For as I've long urged salespeople, "cheating isn't winning".
Overstating works when the exaggeration is legible as exaggeration. When the audience knows you know you've pushed past the line. That's rhetoric as a wink. My recently cited Taleb shouting something's "fragile" when he means 'mildly vulnerable to shocks'. Musk saying "we'll be on Mars in two years" when he means 'Mars is non-negotiable and we're going flat out'. The overstatement signals conviction, not confusion. The listener adjusts. They take up 60pc of the claim and still walk away moved.

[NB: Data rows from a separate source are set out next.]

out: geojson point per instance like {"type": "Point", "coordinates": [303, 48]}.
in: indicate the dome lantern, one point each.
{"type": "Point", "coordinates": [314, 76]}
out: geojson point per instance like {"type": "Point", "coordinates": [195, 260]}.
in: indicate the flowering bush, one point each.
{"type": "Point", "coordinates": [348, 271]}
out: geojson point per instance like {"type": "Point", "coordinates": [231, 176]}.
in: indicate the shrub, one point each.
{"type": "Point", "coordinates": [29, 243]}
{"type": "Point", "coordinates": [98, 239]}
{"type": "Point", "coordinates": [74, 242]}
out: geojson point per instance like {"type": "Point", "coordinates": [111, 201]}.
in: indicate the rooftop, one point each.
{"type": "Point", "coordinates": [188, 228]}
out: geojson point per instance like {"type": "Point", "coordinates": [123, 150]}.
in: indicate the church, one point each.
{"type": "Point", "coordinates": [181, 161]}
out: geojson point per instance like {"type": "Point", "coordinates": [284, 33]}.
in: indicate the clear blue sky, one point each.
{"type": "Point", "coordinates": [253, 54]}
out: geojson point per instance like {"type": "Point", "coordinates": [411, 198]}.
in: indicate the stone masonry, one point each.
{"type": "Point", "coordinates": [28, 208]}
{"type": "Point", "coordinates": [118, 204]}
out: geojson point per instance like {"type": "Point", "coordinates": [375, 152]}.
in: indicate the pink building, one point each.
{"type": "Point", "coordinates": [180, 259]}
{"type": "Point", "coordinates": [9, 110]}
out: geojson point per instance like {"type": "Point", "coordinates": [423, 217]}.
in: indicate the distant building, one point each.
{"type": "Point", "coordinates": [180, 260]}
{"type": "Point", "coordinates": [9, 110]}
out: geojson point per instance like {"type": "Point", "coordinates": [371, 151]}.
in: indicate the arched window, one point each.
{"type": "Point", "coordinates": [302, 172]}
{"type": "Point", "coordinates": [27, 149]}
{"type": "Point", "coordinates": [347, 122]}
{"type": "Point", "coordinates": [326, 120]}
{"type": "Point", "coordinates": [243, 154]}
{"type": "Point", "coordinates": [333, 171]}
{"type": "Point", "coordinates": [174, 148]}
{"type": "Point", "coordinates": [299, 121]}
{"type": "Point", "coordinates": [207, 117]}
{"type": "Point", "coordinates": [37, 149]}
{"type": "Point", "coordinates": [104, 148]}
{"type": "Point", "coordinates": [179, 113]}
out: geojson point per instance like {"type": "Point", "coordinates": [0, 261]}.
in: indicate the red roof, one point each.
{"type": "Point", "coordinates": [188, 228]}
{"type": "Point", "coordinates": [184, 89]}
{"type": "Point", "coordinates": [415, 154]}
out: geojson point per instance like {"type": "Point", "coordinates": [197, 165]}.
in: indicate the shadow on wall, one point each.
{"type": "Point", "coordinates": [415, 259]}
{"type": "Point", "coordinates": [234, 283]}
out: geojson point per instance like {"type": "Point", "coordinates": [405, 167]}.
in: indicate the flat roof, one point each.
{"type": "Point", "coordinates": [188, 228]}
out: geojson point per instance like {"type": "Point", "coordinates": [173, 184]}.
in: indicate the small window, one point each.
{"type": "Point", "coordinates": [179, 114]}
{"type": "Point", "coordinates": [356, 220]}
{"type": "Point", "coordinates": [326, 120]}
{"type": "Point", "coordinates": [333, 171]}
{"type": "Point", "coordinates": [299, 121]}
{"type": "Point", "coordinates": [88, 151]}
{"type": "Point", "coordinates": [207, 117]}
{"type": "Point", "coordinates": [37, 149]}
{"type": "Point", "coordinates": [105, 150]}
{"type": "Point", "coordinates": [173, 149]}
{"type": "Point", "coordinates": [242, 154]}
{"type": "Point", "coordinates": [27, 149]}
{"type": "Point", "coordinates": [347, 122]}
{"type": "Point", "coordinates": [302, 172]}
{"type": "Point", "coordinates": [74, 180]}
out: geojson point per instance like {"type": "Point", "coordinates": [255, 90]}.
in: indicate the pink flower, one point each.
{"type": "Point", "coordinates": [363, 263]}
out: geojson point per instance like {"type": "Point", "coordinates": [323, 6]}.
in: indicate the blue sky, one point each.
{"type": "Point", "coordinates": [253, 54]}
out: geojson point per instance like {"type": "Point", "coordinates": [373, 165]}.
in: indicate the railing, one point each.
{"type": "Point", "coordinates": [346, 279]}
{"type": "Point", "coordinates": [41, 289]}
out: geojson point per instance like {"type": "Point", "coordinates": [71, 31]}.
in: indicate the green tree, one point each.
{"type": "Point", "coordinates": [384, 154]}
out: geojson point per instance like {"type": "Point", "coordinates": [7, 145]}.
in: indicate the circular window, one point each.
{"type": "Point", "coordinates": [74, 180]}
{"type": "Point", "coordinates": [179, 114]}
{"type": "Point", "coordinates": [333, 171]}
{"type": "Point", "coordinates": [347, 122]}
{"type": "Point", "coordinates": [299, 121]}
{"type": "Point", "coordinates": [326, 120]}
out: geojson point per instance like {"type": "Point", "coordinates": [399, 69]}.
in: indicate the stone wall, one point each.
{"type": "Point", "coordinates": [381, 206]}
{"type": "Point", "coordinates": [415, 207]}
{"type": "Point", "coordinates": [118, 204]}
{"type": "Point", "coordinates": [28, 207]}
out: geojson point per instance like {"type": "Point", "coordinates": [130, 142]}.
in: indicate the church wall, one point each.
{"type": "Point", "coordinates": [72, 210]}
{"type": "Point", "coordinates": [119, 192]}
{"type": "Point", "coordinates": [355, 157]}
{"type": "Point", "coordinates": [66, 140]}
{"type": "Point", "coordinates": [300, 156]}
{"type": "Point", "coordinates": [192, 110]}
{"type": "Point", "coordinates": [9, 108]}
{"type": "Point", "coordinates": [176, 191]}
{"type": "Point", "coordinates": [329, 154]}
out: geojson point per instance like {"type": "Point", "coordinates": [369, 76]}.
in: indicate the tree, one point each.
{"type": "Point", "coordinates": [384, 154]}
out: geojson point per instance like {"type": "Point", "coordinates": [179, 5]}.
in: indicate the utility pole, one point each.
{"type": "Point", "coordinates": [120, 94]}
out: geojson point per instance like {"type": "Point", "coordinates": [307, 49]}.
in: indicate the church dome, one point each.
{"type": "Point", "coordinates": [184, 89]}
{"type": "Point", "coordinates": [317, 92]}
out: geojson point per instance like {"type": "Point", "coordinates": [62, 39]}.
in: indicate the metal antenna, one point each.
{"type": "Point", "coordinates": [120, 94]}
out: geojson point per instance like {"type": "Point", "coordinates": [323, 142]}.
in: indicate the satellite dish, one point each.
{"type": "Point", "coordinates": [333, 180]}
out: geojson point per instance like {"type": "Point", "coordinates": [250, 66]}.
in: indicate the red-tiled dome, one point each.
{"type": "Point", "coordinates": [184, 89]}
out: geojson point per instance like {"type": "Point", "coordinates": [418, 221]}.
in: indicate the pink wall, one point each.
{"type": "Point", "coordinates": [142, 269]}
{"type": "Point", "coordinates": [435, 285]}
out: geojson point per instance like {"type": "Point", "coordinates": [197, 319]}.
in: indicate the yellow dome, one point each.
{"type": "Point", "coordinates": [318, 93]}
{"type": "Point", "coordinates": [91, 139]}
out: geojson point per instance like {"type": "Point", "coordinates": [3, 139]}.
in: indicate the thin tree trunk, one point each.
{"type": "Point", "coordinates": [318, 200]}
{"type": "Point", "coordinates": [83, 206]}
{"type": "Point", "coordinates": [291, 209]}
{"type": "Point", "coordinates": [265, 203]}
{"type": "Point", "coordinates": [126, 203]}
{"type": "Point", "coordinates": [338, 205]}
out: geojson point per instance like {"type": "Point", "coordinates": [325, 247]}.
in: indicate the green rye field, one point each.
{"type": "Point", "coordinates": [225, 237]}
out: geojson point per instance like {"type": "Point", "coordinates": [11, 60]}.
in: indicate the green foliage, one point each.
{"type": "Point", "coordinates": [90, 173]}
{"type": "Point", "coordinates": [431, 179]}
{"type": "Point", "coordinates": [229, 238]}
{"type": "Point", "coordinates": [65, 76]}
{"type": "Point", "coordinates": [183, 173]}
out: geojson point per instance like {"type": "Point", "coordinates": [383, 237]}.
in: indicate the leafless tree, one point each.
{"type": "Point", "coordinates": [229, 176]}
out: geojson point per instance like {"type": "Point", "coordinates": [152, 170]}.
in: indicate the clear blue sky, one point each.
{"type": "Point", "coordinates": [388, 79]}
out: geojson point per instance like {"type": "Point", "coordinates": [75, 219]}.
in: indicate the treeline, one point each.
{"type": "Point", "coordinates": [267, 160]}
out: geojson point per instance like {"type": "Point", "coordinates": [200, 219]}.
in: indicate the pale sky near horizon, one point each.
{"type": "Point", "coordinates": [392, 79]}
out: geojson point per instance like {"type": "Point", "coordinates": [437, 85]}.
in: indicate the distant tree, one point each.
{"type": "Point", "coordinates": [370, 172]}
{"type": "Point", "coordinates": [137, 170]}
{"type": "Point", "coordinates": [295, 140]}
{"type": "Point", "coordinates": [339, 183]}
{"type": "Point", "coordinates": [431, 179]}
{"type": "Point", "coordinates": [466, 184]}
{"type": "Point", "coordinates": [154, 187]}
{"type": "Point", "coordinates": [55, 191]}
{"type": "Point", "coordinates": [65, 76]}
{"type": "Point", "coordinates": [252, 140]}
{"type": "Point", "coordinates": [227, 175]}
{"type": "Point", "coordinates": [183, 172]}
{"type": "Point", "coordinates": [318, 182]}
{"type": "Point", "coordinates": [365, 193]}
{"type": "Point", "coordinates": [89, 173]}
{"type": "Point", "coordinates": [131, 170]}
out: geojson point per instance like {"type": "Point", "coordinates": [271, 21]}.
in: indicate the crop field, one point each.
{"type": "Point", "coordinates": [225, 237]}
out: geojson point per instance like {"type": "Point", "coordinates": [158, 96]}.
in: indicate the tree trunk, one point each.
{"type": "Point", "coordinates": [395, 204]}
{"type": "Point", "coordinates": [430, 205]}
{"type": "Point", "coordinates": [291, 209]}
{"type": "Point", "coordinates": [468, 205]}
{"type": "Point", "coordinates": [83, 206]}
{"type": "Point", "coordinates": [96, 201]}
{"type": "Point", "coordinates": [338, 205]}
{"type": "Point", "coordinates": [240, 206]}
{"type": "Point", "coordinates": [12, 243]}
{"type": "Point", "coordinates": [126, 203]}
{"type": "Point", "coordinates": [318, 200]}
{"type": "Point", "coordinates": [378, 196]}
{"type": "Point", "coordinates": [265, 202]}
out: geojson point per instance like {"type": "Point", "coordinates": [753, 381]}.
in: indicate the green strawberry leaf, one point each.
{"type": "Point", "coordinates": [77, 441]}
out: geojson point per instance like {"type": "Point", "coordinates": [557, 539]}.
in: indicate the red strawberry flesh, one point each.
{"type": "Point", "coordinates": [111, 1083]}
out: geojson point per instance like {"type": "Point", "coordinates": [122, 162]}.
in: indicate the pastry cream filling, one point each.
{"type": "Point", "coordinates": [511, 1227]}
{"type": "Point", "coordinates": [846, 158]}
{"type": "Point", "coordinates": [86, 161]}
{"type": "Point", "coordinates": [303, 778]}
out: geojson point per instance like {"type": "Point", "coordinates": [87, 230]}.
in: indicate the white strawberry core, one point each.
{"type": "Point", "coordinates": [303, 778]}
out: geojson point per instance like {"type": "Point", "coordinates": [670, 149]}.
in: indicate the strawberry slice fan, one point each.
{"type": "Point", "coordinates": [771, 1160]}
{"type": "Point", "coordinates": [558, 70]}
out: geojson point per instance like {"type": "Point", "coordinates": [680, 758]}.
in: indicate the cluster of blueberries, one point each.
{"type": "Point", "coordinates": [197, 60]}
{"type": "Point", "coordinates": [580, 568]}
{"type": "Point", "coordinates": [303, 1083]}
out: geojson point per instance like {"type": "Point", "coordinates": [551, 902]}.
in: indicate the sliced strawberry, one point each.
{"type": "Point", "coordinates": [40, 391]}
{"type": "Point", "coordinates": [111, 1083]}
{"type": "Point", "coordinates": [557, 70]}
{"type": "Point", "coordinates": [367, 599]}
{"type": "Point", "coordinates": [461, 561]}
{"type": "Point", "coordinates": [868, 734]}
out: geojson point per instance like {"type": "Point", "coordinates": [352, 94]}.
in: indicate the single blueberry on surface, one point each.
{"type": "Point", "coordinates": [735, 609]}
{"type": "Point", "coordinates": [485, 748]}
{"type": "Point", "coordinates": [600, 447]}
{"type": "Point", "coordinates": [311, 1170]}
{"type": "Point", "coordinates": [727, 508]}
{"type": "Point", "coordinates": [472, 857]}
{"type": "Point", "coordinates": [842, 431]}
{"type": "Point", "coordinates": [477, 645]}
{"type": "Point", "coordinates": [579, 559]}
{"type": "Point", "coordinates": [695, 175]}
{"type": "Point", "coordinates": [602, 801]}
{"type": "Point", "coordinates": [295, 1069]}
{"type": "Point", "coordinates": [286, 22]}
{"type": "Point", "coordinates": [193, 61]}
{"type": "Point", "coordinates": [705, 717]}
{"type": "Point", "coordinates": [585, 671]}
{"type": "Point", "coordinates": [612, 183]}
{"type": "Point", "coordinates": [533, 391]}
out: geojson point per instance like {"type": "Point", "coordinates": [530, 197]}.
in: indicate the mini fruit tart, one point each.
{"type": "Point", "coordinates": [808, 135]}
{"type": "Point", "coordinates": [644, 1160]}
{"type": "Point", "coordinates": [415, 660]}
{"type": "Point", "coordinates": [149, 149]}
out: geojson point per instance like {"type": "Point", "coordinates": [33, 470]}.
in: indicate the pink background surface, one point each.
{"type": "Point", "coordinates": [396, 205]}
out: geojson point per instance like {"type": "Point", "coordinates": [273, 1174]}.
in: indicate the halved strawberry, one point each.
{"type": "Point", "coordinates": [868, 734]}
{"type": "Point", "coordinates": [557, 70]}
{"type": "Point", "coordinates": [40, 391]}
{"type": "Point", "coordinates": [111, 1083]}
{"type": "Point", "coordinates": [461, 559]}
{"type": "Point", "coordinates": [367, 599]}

Solution selling has a version of this. Call it the 'diagnostic provocation'. You tell a prospect their process is broken when you mean it's suboptimal. You say "your competitors are eating your lunch" when you mean "there's a gap worth closing". The overstatement creates a moment, a small shock, that a calibrated, hedged, accurate statement never would. Accurate statements get nodded at and forgotten.
But here's where the assertion starts to wobble.
In our Enterprise-grade selling domain, your credibility is a key asset. Beyond your company. Beyond even product. You are what they buy. The moment a prospect senses that you've inflated the case - that you've exaggerated the risk, the urgency, the gap - the trust relationship re-prices. Fast. And it doesn't recover at the same speed it collapsed.
Heard the one about trust? It 'arrives on foot, leaves on horseback'.
There's also a buyer sophistication problem. The rhetorical wink only works if both parties are in on it. Junior 'buyers' take the overstatement literally, get anxious, then feel manipulated when reality arrives. Senior 'buyers', the ones with most clout, spot it immediately and file you under "vendor". Neither outcome is useful.
And I blog every now and then on how wizened buyers ignore business case claims. Having never knowingly seen such spreadsheet actually pan out as first sold.
The better frame isn't overstatement. It's precision about the stakes. You're not exaggerating. You're refusing to let the prospect underweight consequences. That's a different move entirely. You're not saying it's worse than it is. You're saying: 'you think this is a level-two problem; I'm telling you it's level five'. That's not overstatement. That's cut-through diagnosis.
Bear in mind, that if you need to exaggerate, you probably haven't done the proper diagnosis yet.
The assertion confuses the symptom with the cure. Yes, bland accurate statements die in the room. But the solution isn't to lie louder. It's to find the true version of the claim that's actually alarming. In part too because in most stalled deals, that version exists and nobody's said it yet.
The buyers who matter have seen the miracle cure. You can also show them your sensitivity analysis instead. With best case, worst case, likely case. If that worse case lands, you don't need to overstate anything.